The dataset I accquired was from Reddit comments and it can be found here https://www.reddit.com/r/datasets/comments/3bxlg7/i_have_every_publicly_available_reddit_comment/?st=j9udbxta&sh=69e4fee7
Each months Dataset is atleast 5-6 Gb in Size. I have used One month dataset which can be downloaded throug this link : magnet:?xt=urn:btih:7690f71ea949b868080401c749e878f98de34d3d&dn=reddit%5Fdata&tr=http%3A%2F%2Ftracker.pushshift.io%3A6969%2Fannounce&tr=udp%3A%2F%2Ftracker.openbittorrent.com%3A80
In databse Folder I have cleaned my dataset from the Redit's comment and unneccessary traffic.
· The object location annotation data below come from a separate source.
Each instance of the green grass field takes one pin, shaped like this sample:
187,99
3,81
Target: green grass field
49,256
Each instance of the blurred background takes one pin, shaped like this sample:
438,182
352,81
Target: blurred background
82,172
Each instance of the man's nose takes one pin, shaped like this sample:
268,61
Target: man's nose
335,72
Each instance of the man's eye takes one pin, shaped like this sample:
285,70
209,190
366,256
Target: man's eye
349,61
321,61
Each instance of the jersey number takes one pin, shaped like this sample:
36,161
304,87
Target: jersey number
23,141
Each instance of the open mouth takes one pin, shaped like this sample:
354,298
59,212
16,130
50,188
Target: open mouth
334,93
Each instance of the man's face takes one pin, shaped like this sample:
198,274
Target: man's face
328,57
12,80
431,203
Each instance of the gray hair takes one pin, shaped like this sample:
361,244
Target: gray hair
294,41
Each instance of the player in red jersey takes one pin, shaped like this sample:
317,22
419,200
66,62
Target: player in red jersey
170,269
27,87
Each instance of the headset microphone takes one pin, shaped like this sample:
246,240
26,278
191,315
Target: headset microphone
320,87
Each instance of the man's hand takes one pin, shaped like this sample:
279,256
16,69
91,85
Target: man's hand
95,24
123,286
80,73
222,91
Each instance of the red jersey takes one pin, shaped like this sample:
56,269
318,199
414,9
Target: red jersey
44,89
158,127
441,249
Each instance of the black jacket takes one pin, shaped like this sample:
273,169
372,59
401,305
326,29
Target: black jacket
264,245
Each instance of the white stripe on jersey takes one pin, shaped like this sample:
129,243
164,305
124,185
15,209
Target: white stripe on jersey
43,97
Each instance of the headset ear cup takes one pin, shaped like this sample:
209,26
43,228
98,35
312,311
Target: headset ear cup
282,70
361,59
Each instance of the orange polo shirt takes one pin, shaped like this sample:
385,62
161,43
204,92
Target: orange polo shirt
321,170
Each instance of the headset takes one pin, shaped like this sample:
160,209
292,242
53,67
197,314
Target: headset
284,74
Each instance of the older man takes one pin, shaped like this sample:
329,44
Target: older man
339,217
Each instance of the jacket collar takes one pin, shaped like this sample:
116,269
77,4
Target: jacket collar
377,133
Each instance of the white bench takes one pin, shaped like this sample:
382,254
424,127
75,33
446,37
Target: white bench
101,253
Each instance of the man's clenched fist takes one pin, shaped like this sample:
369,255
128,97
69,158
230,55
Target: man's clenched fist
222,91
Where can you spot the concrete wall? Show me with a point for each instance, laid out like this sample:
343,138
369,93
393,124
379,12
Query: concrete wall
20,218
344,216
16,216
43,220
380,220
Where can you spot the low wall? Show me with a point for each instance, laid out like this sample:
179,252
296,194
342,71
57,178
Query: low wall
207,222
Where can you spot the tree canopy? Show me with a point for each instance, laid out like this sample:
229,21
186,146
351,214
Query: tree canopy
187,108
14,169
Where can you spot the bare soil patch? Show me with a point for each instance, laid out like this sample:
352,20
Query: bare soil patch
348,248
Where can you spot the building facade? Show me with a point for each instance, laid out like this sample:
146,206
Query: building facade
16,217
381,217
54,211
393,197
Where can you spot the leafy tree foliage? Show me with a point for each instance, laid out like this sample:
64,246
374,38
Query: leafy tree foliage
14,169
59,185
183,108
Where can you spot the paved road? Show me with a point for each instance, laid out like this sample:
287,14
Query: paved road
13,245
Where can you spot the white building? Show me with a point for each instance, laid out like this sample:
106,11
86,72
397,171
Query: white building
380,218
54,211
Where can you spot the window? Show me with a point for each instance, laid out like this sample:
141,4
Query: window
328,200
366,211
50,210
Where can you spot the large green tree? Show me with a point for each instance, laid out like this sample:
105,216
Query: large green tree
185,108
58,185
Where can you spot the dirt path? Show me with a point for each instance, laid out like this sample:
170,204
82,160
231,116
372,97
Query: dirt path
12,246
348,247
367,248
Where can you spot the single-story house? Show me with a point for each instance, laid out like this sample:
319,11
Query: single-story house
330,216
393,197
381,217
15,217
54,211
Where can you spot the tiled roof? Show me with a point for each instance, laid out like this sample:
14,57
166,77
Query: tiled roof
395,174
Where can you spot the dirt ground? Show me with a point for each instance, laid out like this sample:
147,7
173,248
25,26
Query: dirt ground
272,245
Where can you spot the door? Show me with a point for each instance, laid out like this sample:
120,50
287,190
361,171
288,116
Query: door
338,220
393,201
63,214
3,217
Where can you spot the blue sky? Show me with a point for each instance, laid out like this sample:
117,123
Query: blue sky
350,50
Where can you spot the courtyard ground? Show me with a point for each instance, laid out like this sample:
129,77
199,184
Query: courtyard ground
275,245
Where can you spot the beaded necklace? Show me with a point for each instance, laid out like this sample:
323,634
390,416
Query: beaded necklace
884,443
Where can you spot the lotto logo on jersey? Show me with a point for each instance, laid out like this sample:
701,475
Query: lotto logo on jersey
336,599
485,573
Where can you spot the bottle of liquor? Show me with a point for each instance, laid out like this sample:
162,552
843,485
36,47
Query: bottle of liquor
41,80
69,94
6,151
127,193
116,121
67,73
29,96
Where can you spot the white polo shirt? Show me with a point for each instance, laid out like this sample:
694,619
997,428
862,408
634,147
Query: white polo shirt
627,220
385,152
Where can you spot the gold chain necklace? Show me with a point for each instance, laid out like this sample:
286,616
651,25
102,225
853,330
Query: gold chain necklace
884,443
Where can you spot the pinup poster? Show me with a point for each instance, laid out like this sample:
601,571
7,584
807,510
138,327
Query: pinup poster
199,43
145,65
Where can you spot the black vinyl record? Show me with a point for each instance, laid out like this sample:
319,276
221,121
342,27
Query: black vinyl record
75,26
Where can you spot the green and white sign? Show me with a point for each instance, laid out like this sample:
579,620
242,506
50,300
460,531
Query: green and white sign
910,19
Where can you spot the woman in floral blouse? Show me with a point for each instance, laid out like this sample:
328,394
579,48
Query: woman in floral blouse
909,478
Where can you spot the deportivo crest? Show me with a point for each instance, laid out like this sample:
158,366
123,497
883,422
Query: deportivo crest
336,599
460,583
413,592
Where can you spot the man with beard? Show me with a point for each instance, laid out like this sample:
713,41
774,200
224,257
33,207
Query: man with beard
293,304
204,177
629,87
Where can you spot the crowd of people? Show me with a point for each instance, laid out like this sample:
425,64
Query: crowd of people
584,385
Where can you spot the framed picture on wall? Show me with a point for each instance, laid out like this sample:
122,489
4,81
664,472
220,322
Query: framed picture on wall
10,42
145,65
In Parent-Child Dataset Folder I have created a reply to and from for every comment of each parent and it's child's reply. Where to contains reply to parents and from contains reply from parent.
Chatbot_database.py Filter's and clears the database.
Creating_training_dataset.py is for making the child and parent's reply to train and test.
I am planning to train my model by applying different algorithms and checking the accuracy. For now I am going to implement a LSTM model and aslo a CNN approach to see how it works.